"Yes, but, Dwight, where has she gone? Where could she go? Where--"
"You are a question-box," said Dwight playfully. "A question-box."
Ina had burned her plump wrist on the oven. She lifted her arm and nursed it.
"I"m certainly going to miss her if she stays away very long," she remarked.
"You should be sufficient unto your little self," said Dwight.
"That"s all right," said Ina, "except when you"re getting dinner."
"I want some crust coffee," announced Monona firmly.
"You"ll have nothing of the sort," said Ina. "Drink your milk."
"As I remarked," Dwight went on, "I"m in a tiny wee bit of a hurry."
"Well, why don"t you say what for?" his Ina asked.
She knew that he wanted to be asked, and she was sufficiently willing to play his games, and besides she wanted to know. But she _was_ hot.
"I am going," said Dwight, "to take Grandma Gates out in a wheel-chair, for an hour."
"Where did you get a wheel-chair, for mercy sakes?"
"Borrowed it from the railroad company," said Dwight, with the triumph peculiar to the resourceful man. "Why I never did it before, I can"t imagine. There that chair"s been in the depot ever since I can remember--saw it every time I took the train--and yet I never once thought of grandma."
"My, Dwight," said Ina, "how good you are!"
"Nonsense!" said he.
"Well, you are. Why don"t I send her over a baked apple? Monona, you take Grandma Gates a baked apple--no. You shan"t go till you drink your milk."
"I don"t want it."
"Drink it or mamma won"t let you go."
Monona drank it, made a piteous face, took the baked apple, ran.
"The apple isn"t very good," said Ina, "but it shows my good will."
"Also," said Dwight, "it teaches Monona a life of thoughtfulness for others."
"That"s what I always think," his Ina said.
"Can"t you get mother to come out?" Dwight inquired.
"I had so much to do getting dinner onto the table, I didn"t try," Ina confessed.

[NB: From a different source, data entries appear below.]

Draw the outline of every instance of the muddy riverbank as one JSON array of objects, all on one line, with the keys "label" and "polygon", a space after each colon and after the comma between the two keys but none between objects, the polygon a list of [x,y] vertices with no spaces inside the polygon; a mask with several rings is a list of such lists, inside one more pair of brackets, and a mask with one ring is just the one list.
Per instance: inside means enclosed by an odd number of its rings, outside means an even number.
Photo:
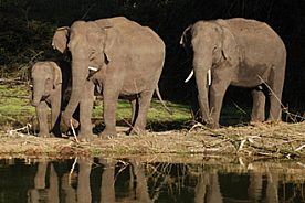
[{"label": "muddy riverbank", "polygon": [[202,154],[246,158],[305,158],[305,122],[263,124],[257,126],[209,129],[194,125],[190,130],[148,131],[143,136],[120,132],[112,139],[95,138],[78,142],[66,138],[39,138],[24,130],[0,133],[3,158],[23,157],[126,157],[133,154]]}]

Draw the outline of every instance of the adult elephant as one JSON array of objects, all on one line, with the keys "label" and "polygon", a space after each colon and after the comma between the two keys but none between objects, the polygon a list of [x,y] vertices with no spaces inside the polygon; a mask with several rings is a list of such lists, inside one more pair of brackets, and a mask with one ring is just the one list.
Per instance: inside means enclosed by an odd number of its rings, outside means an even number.
[{"label": "adult elephant", "polygon": [[251,121],[265,120],[266,96],[269,120],[281,120],[286,50],[267,24],[242,18],[198,21],[185,30],[180,43],[193,51],[191,74],[196,76],[202,120],[210,127],[219,127],[229,85],[253,89]]},{"label": "adult elephant", "polygon": [[145,130],[165,61],[165,44],[151,29],[124,17],[76,21],[57,29],[52,45],[62,53],[69,49],[72,54],[72,94],[62,117],[69,126],[80,104],[80,139],[90,140],[92,136],[94,85],[103,88],[102,137],[116,135],[116,104],[122,95],[133,103],[139,99],[132,133]]}]

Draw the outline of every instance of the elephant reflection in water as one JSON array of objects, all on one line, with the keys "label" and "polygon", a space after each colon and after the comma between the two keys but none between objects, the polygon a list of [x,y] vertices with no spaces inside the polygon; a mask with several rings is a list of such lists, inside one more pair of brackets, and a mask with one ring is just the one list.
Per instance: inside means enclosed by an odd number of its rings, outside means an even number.
[{"label": "elephant reflection in water", "polygon": [[[101,186],[101,203],[115,203],[115,167],[116,161],[101,159],[99,163],[104,165]],[[152,202],[147,190],[147,179],[141,163],[134,160],[129,161],[129,184],[128,195],[117,197],[117,202],[148,203]],[[118,175],[118,174],[117,174]]]},{"label": "elephant reflection in water", "polygon": [[[266,177],[266,191],[263,195],[263,175]],[[278,201],[278,174],[267,172],[266,174],[259,172],[250,173],[250,185],[248,188],[248,194],[252,202],[261,202],[262,197],[265,196],[263,202],[277,203]]]},{"label": "elephant reflection in water", "polygon": [[[91,202],[90,174],[92,160],[78,159],[77,189],[71,185],[71,174],[64,173],[61,178],[53,163],[40,162],[34,178],[34,189],[29,191],[29,203],[36,202]],[[50,171],[48,173],[48,171]],[[49,174],[49,175],[48,175]],[[49,179],[46,179],[46,177]],[[61,181],[61,182],[59,182]],[[49,183],[49,184],[48,184]],[[61,186],[61,188],[60,188]],[[60,192],[61,191],[61,192]],[[64,194],[60,196],[60,193]],[[63,200],[62,200],[63,197]]]},{"label": "elephant reflection in water", "polygon": [[[265,194],[263,191],[263,175],[266,177]],[[250,172],[248,196],[251,202],[278,203],[278,174]],[[262,197],[265,196],[264,200]],[[238,201],[238,200],[236,200]],[[218,173],[203,173],[199,177],[194,189],[196,203],[222,203]]]},{"label": "elephant reflection in water", "polygon": [[[69,202],[69,203],[88,203],[93,202],[91,188],[92,159],[77,159],[77,172],[70,169],[60,174],[55,171],[54,164],[41,162],[38,164],[38,171],[34,178],[34,189],[29,191],[29,203],[36,202]],[[129,184],[128,194],[117,197],[115,195],[115,181],[119,173],[115,169],[118,167],[116,160],[99,159],[103,165],[101,180],[101,203],[151,202],[147,191],[147,180],[140,163],[129,162]],[[123,171],[119,168],[119,171]],[[76,189],[75,189],[76,188]],[[98,196],[98,195],[95,195]],[[117,197],[117,200],[116,200]],[[95,201],[96,202],[96,201]]]},{"label": "elephant reflection in water", "polygon": [[[50,168],[49,168],[50,167]],[[50,179],[45,180],[46,170],[50,169]],[[49,182],[49,186],[46,186]],[[60,202],[59,201],[59,180],[54,170],[54,165],[49,162],[41,162],[38,165],[38,172],[34,178],[34,189],[29,191],[29,203],[36,203],[41,201],[46,202]]]},{"label": "elephant reflection in water", "polygon": [[194,189],[196,203],[222,203],[222,194],[218,181],[218,173],[203,173],[199,177]]}]

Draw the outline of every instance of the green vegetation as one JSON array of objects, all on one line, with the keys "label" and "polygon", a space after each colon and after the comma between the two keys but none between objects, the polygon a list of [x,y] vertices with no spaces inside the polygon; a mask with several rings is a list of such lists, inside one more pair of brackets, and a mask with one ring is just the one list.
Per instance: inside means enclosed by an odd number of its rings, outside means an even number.
[{"label": "green vegetation", "polygon": [[[0,85],[0,125],[18,125],[35,122],[35,109],[30,105],[30,89],[27,85]],[[159,100],[154,99],[148,113],[148,124],[156,126],[161,122],[176,122],[177,125],[187,122],[191,119],[190,109],[186,105],[167,103],[173,110],[170,115]],[[102,121],[102,100],[95,101],[93,118]],[[132,106],[127,100],[119,100],[117,105],[118,122],[129,122]]]}]

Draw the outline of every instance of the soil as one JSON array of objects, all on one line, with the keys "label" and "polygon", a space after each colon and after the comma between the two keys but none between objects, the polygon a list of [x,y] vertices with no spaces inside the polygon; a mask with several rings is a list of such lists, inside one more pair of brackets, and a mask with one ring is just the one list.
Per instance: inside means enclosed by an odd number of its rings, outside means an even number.
[{"label": "soil", "polygon": [[[122,131],[122,129],[119,129]],[[305,158],[305,122],[265,122],[255,126],[209,129],[194,125],[191,129],[126,136],[91,142],[78,142],[73,136],[65,138],[39,138],[22,129],[0,132],[2,158],[74,158],[74,157],[127,157],[192,154],[201,157],[244,157],[248,159]],[[225,156],[223,156],[225,154]]]}]

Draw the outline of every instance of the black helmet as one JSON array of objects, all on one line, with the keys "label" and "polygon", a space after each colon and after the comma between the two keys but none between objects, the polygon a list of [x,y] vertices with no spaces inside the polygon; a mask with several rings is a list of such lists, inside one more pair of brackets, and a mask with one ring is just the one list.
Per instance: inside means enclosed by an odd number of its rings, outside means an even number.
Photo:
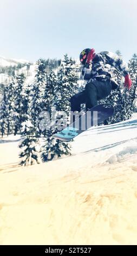
[{"label": "black helmet", "polygon": [[90,52],[91,50],[92,49],[87,48],[86,49],[83,50],[82,52],[81,52],[80,55],[80,60],[81,63],[83,65],[85,64],[86,60],[87,60],[88,54]]}]

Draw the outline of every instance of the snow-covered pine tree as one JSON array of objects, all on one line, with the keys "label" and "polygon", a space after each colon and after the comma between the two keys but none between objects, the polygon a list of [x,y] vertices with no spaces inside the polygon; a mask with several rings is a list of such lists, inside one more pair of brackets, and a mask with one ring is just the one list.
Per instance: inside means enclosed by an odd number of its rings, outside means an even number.
[{"label": "snow-covered pine tree", "polygon": [[15,78],[16,84],[15,88],[15,132],[16,135],[18,131],[21,131],[22,123],[22,108],[23,107],[23,87],[25,76],[23,74],[17,76]]},{"label": "snow-covered pine tree", "polygon": [[43,162],[46,162],[50,159],[49,149],[51,147],[53,141],[54,141],[54,144],[56,143],[55,140],[51,138],[54,131],[52,129],[46,129],[51,123],[54,90],[57,83],[57,77],[54,71],[51,70],[49,75],[47,75],[46,78],[47,82],[44,90],[43,109],[49,113],[50,118],[49,119],[49,117],[47,116],[44,116],[44,118],[43,117],[42,117],[42,119],[44,121],[43,127],[45,128],[43,131],[45,143],[42,148],[42,160]]},{"label": "snow-covered pine tree", "polygon": [[[66,54],[62,62],[57,74],[57,81],[54,88],[52,106],[58,112],[56,117],[58,119],[58,121],[61,120],[60,115],[60,114],[61,114],[61,111],[64,111],[68,114],[70,110],[69,100],[71,96],[78,92],[77,80],[77,68],[75,62],[71,58],[68,58]],[[68,118],[66,117],[66,120],[63,119],[63,124],[67,124],[67,121]],[[56,132],[56,130],[53,131],[52,134]],[[48,152],[48,160],[70,154],[70,147],[68,143],[58,139],[55,140],[52,138],[49,139],[47,150]]]},{"label": "snow-covered pine tree", "polygon": [[41,163],[41,157],[39,153],[40,147],[38,138],[36,137],[36,129],[31,120],[31,86],[28,85],[24,93],[23,109],[21,129],[22,139],[19,147],[22,149],[19,154],[21,158],[20,164],[27,166],[34,163]]},{"label": "snow-covered pine tree", "polygon": [[7,133],[6,87],[4,87],[2,101],[0,106],[0,131],[2,137]]},{"label": "snow-covered pine tree", "polygon": [[15,84],[13,77],[11,82],[6,88],[6,123],[7,123],[7,135],[13,133],[15,129]]},{"label": "snow-covered pine tree", "polygon": [[137,55],[134,53],[128,63],[130,76],[132,81],[129,90],[125,90],[124,99],[126,102],[126,119],[131,117],[135,108],[137,95]]},{"label": "snow-covered pine tree", "polygon": [[36,130],[36,136],[41,134],[39,129],[40,114],[43,110],[44,92],[46,86],[45,60],[40,59],[36,62],[35,82],[32,85],[31,115]]},{"label": "snow-covered pine tree", "polygon": [[[116,52],[118,55],[122,56],[120,51]],[[136,84],[135,72],[136,73],[136,56],[134,54],[134,57],[129,63],[131,78],[133,82],[132,89],[129,91],[127,89],[124,89],[123,80],[122,81],[121,72],[118,69],[114,68],[115,80],[117,81],[119,87],[116,90],[113,90],[110,95],[105,100],[100,101],[100,103],[110,103],[115,107],[115,114],[112,118],[109,118],[105,121],[105,124],[113,124],[118,123],[131,118],[134,109],[134,99],[135,97],[135,88]],[[133,68],[134,67],[134,68]]]}]

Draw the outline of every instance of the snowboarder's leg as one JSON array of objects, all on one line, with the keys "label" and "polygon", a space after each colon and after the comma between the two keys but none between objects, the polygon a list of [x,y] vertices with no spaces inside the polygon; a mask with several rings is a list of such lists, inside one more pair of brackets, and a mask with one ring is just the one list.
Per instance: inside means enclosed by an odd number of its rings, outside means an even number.
[{"label": "snowboarder's leg", "polygon": [[83,90],[73,96],[70,100],[71,111],[81,112],[81,104],[86,103],[86,91]]},{"label": "snowboarder's leg", "polygon": [[96,86],[92,82],[86,85],[86,109],[90,109],[97,105],[97,90]]},{"label": "snowboarder's leg", "polygon": [[87,83],[86,109],[89,109],[97,104],[97,100],[107,97],[110,93],[112,86],[109,81],[92,80]]}]

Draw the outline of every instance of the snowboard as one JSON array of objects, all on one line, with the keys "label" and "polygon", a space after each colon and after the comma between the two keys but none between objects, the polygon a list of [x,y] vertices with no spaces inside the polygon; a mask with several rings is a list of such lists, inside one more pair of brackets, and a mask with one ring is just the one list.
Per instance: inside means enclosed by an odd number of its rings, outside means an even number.
[{"label": "snowboard", "polygon": [[69,142],[90,127],[112,117],[114,112],[114,108],[111,104],[95,106],[63,130],[54,134],[53,137]]}]

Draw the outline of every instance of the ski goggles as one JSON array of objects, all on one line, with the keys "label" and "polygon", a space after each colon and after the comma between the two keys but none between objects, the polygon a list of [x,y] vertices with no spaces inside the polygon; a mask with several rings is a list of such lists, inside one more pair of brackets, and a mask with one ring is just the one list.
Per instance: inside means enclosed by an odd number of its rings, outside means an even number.
[{"label": "ski goggles", "polygon": [[81,59],[80,59],[80,61],[82,63],[82,62],[86,59],[86,58],[87,57],[87,54],[84,54],[82,58],[81,58]]}]

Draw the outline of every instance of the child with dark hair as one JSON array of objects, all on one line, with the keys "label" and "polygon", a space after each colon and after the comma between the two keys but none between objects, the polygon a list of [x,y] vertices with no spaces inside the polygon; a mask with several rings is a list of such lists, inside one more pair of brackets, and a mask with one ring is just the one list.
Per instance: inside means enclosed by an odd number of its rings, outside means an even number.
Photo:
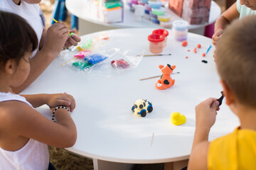
[{"label": "child with dark hair", "polygon": [[255,30],[256,16],[246,16],[231,23],[218,42],[216,66],[226,104],[238,117],[240,125],[209,142],[219,102],[210,98],[198,104],[188,169],[256,168]]},{"label": "child with dark hair", "polygon": [[38,46],[31,54],[31,72],[27,79],[14,88],[14,92],[20,93],[31,84],[48,67],[63,48],[77,45],[80,41],[75,30],[69,30],[62,22],[58,22],[46,28],[45,18],[40,9],[41,0],[1,0],[0,10],[16,13],[23,18],[35,30]]},{"label": "child with dark hair", "polygon": [[[72,96],[13,93],[27,79],[37,46],[36,34],[23,18],[0,11],[0,169],[48,169],[47,144],[69,147],[76,140]],[[34,109],[43,104],[53,121]]]}]

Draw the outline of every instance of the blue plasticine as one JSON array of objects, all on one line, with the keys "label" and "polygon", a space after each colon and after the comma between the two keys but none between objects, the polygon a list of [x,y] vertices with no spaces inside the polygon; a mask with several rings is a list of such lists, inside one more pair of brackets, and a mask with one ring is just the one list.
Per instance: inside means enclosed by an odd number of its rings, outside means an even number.
[{"label": "blue plasticine", "polygon": [[85,60],[87,61],[91,64],[95,64],[107,58],[107,57],[102,55],[100,54],[94,54],[94,55],[85,56]]}]

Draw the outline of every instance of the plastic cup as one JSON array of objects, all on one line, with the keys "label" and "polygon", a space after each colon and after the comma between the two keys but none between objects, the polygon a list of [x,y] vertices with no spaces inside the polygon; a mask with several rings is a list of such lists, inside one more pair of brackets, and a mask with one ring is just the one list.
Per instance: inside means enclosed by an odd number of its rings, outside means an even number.
[{"label": "plastic cup", "polygon": [[148,36],[149,51],[152,53],[160,53],[163,51],[164,36],[159,34],[151,34]]},{"label": "plastic cup", "polygon": [[167,36],[169,35],[168,30],[166,30],[165,29],[157,29],[157,30],[153,30],[152,34],[158,34],[158,35],[163,35],[164,37],[164,47],[166,47]]}]

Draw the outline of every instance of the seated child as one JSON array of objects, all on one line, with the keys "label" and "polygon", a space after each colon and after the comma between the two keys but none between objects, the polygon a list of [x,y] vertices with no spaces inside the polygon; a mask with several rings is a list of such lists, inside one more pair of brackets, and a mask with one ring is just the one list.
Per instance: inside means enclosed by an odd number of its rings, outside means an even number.
[{"label": "seated child", "polygon": [[[69,114],[75,107],[72,96],[12,91],[26,79],[37,46],[36,34],[23,18],[0,11],[0,169],[48,169],[47,144],[70,147],[76,141]],[[43,104],[56,123],[34,109]]]},{"label": "seated child", "polygon": [[209,142],[219,102],[210,98],[198,104],[188,169],[256,168],[255,30],[256,16],[246,16],[232,23],[217,44],[217,70],[226,104],[238,117],[240,125],[233,132]]},{"label": "seated child", "polygon": [[41,0],[1,0],[0,10],[14,13],[23,18],[35,30],[38,45],[31,56],[31,72],[26,80],[13,88],[18,94],[36,79],[60,52],[63,48],[77,45],[80,41],[75,30],[69,30],[67,26],[58,22],[46,28],[45,18],[40,9]]}]

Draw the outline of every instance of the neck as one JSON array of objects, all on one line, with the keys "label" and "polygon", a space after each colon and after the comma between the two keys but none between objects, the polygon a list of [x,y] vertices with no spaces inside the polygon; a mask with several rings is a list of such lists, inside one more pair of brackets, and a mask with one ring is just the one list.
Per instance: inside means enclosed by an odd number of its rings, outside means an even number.
[{"label": "neck", "polygon": [[256,108],[245,106],[240,106],[238,116],[241,123],[241,129],[256,130]]}]

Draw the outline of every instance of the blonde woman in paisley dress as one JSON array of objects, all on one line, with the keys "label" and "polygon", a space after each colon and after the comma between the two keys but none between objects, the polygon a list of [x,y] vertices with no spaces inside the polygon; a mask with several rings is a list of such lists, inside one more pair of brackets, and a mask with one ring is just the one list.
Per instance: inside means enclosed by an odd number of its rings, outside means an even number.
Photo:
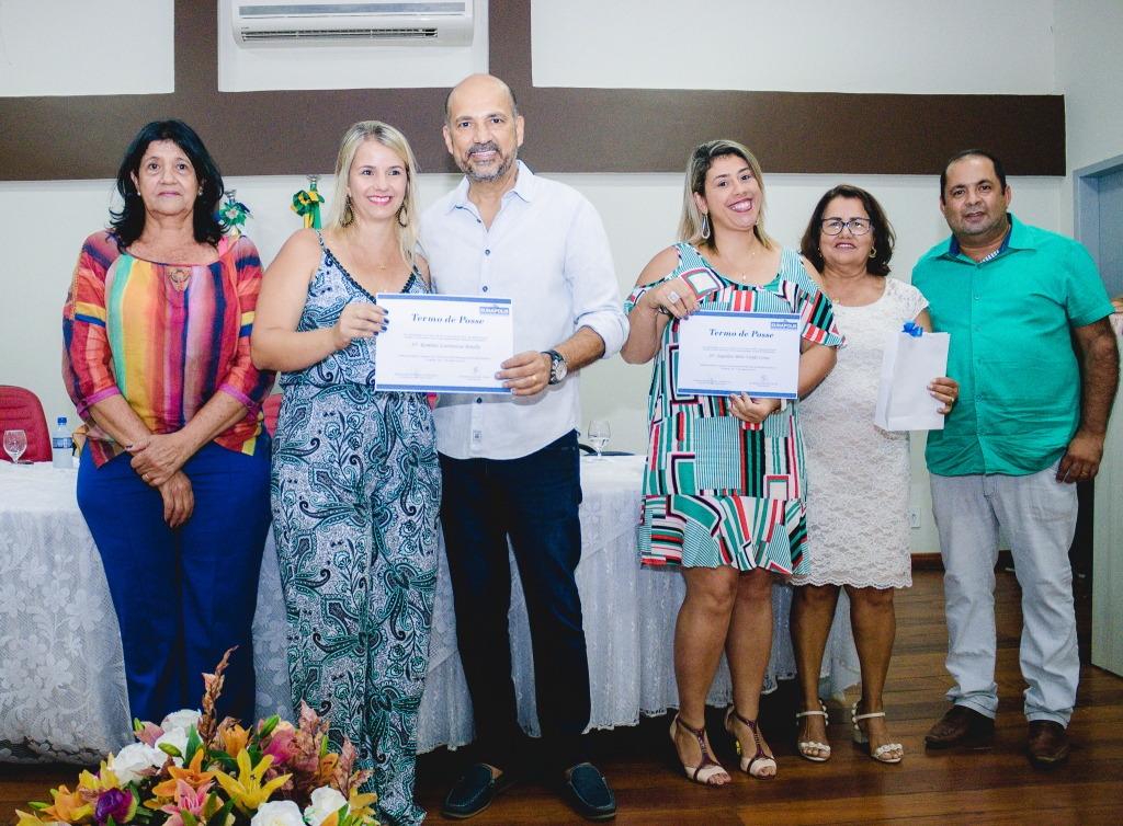
[{"label": "blonde woman in paisley dress", "polygon": [[273,527],[292,701],[373,769],[378,820],[419,824],[418,705],[429,662],[440,466],[428,400],[376,393],[377,293],[427,293],[421,204],[405,137],[353,126],[323,232],[294,233],[257,302],[254,361],[281,370]]},{"label": "blonde woman in paisley dress", "polygon": [[686,775],[711,787],[731,780],[705,734],[705,698],[722,649],[733,682],[725,728],[740,769],[776,774],[757,715],[772,653],[773,579],[806,570],[803,446],[798,402],[677,394],[679,321],[699,309],[800,314],[801,395],[830,371],[842,343],[810,267],[765,233],[764,209],[760,165],[746,147],[697,147],[686,167],[681,242],[640,275],[621,350],[630,364],[655,359],[640,553],[647,565],[681,566],[686,579],[670,736]]},{"label": "blonde woman in paisley dress", "polygon": [[[803,255],[847,341],[831,375],[802,403],[810,570],[792,577],[792,643],[803,690],[797,749],[812,762],[831,754],[819,678],[842,587],[861,663],[853,740],[883,763],[904,755],[886,728],[882,689],[896,633],[893,590],[912,586],[909,433],[875,426],[874,411],[886,333],[907,321],[931,332],[932,322],[919,290],[886,277],[894,240],[880,204],[847,185],[820,199],[803,236]],[[959,395],[947,377],[933,376],[929,389],[944,414]]]}]

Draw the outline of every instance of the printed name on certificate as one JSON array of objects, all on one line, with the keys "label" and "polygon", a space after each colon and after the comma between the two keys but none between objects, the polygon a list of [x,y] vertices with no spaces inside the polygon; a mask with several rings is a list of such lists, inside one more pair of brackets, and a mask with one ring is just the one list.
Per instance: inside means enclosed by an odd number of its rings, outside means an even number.
[{"label": "printed name on certificate", "polygon": [[375,389],[510,393],[495,378],[514,355],[510,299],[378,293],[386,329],[375,341]]},{"label": "printed name on certificate", "polygon": [[797,398],[801,329],[795,313],[694,313],[678,323],[676,392]]}]

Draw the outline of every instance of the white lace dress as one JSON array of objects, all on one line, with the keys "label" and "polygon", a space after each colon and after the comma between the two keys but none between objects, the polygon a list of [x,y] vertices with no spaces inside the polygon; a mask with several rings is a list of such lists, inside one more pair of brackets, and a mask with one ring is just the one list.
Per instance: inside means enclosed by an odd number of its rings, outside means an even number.
[{"label": "white lace dress", "polygon": [[912,586],[909,433],[876,426],[874,412],[885,334],[926,306],[919,290],[895,278],[873,304],[834,304],[846,345],[800,402],[811,572],[793,576],[794,585]]}]

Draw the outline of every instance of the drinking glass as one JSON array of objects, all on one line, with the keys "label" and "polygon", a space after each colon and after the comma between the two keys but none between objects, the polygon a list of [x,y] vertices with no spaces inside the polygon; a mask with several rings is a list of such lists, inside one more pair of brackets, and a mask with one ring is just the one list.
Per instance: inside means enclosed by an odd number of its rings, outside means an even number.
[{"label": "drinking glass", "polygon": [[12,465],[19,465],[19,457],[27,450],[27,433],[21,430],[3,432],[3,449],[11,457]]},{"label": "drinking glass", "polygon": [[597,461],[603,461],[604,459],[601,456],[601,451],[609,443],[610,435],[612,435],[612,430],[609,428],[608,419],[594,419],[588,423],[588,444],[596,451]]}]

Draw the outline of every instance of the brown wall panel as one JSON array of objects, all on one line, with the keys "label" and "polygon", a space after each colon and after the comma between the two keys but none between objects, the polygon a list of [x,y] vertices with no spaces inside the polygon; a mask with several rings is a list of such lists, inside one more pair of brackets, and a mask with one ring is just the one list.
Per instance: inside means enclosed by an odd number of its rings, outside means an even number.
[{"label": "brown wall panel", "polygon": [[[766,172],[934,174],[969,146],[1013,175],[1065,175],[1062,95],[834,94],[533,89],[530,0],[491,0],[491,67],[519,94],[523,157],[541,172],[681,172],[715,137],[746,143]],[[400,127],[426,172],[451,172],[444,89],[218,91],[210,0],[177,0],[175,92],[0,99],[0,180],[111,177],[148,120],[191,123],[228,175],[327,172],[356,120]],[[108,52],[107,54],[111,54]]]}]

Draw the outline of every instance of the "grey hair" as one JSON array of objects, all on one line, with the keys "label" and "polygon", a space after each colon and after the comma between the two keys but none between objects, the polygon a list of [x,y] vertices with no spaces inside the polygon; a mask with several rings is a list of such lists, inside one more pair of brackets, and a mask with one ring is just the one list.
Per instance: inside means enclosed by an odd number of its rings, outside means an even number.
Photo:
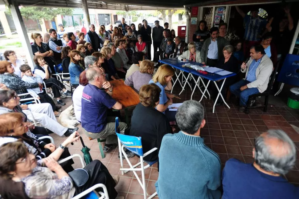
[{"label": "grey hair", "polygon": [[99,70],[100,70],[97,67],[90,67],[86,71],[86,79],[89,83],[92,83],[96,78],[100,75]]},{"label": "grey hair", "polygon": [[97,61],[96,58],[94,56],[92,55],[86,56],[84,58],[84,63],[85,64],[85,67],[88,68],[89,64],[92,65],[95,62],[97,62]]},{"label": "grey hair", "polygon": [[225,50],[226,50],[229,54],[230,54],[234,52],[234,47],[231,45],[227,45],[226,46],[223,48],[222,52]]},{"label": "grey hair", "polygon": [[[267,139],[276,138],[282,143],[277,146],[267,145]],[[296,148],[291,138],[282,130],[268,130],[264,136],[255,140],[254,159],[261,168],[268,172],[285,175],[292,169],[296,161]],[[279,151],[283,154],[275,154]]]},{"label": "grey hair", "polygon": [[200,128],[204,115],[204,109],[200,103],[195,100],[188,100],[184,102],[178,109],[175,119],[181,130],[193,135]]},{"label": "grey hair", "polygon": [[107,44],[107,47],[110,49],[111,49],[111,48],[113,46],[115,46],[115,45],[114,45],[114,43],[112,42],[110,42]]}]

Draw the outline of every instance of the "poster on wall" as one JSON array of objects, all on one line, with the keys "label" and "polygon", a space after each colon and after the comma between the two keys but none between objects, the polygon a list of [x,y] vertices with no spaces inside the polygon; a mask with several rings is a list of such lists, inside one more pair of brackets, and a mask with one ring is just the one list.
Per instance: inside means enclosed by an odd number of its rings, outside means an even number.
[{"label": "poster on wall", "polygon": [[198,7],[197,6],[192,7],[192,12],[191,12],[192,15],[197,16],[198,13]]},{"label": "poster on wall", "polygon": [[220,23],[220,18],[221,17],[220,16],[215,16],[214,17],[214,24],[219,24]]},{"label": "poster on wall", "polygon": [[197,18],[191,17],[191,24],[196,25],[197,24]]},{"label": "poster on wall", "polygon": [[217,9],[217,15],[222,16],[223,15],[223,10],[224,8],[218,8]]}]

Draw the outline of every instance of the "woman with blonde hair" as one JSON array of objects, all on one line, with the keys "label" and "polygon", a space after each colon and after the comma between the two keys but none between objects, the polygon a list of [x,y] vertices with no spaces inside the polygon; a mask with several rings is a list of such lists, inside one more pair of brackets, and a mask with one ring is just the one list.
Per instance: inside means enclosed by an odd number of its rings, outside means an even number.
[{"label": "woman with blonde hair", "polygon": [[85,68],[81,67],[79,64],[79,61],[81,59],[80,51],[77,50],[73,50],[71,51],[71,63],[68,67],[68,71],[71,76],[71,83],[73,85],[79,84],[79,77],[80,74]]},{"label": "woman with blonde hair", "polygon": [[179,60],[184,62],[195,62],[201,63],[200,51],[196,50],[196,46],[193,42],[188,44],[188,50],[185,51],[178,58]]},{"label": "woman with blonde hair", "polygon": [[44,58],[47,63],[51,71],[55,71],[54,65],[54,54],[49,45],[43,42],[43,37],[38,32],[31,34],[31,39],[34,42],[31,44],[31,48],[33,55],[38,55]]},{"label": "woman with blonde hair", "polygon": [[133,73],[125,81],[125,84],[133,86],[138,91],[141,86],[148,84],[153,78],[154,63],[148,59],[144,60],[140,63],[139,69],[140,71]]},{"label": "woman with blonde hair", "polygon": [[92,48],[92,45],[89,42],[86,42],[84,44],[85,47],[85,54],[87,56],[91,55],[96,51]]},{"label": "woman with blonde hair", "polygon": [[114,38],[116,37],[117,39],[121,39],[124,37],[124,35],[122,35],[121,32],[120,31],[119,29],[117,27],[115,27],[113,30],[113,33],[111,36],[111,39],[113,42],[114,42]]},{"label": "woman with blonde hair", "polygon": [[111,59],[112,57],[111,49],[108,47],[103,47],[101,49],[100,52],[104,58],[104,63],[101,66],[105,70],[106,74],[108,74],[109,79],[115,80],[119,79],[114,63]]},{"label": "woman with blonde hair", "polygon": [[171,79],[174,75],[174,70],[172,67],[168,64],[163,64],[158,68],[157,72],[149,83],[155,84],[161,89],[160,101],[157,109],[165,113],[170,121],[175,120],[176,112],[169,111],[167,109],[168,106],[172,104],[174,95],[166,93],[165,91],[171,91],[172,88]]}]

"You didn"t have to try," Mrs. Bett"s voice sounded. "I was coming when I got rested up."
She entered, looking vaguely about. "I want Lulie," she said, and the corners of her mouth drew down. She ate her dinner cold, appeased in vague areas by such martyrdom. They were still at table when the front door opened.
"Monona hadn"t ought to use the front door so common," Mrs. Bett complained.
But it was not Monona. It was Lulu and Cornish.
"Well!" said Dwight, tone curving downward.
"Well!" said Ina, in replica.
"Lulie!" said Mrs. Bett, and left her dinner, and went to her daughter and put her hands upon her.
"We wanted to tell you first," Cornish said. "We"ve just got married."
"For _ever_ more!" said Ina.
"What"s this?" Dwight sprang to his feet. "You"re joking!" he cried with hope.
"No," Cornish said soberly. "We"re married--just now. Methodist parsonage. We"ve had our dinner," he added hastily.
"Where"d you have it?" Ina demanded, for no known reason.
"The bakery," Cornish replied, and flushed.
"In the dining-room part," Lulu added.
Dwight"s sole emotion was his indignation.
"What on earth did you do it for?" he put it to them. "Married in a bakery--"
No, no. They explained it again. Neither of them, they said, wanted the fuss of a wedding.
Dwight recovered himself in a measure. "I"m not surprised, after all,"
he said. "Lulu usually marries in this way."
Mrs. Bett patted her daughter"s arm. "Lulie," she said, "why, Lulie. You ain"t been and got married twice, have you? After waitin" so long?"
"Don"t be disturbed, Mother Bett," Dwight cried. "She wasn"t married that first time, if you remember. No marriage about it!"
Ina"s little shriek sounded.
"Dwight!" she cried. "Now everybody"ll have to know that. You"ll have to tell about Ninian now--and his other wife!"
Standing between her mother and Cornish, an arm of each about her, Lulu looked across at Ina and Dwight, and they all saw in her face a horrified realisation.
"Ina!" she said. "Dwight! You _will_ have to tell now, won"t you? Why I never thought of that."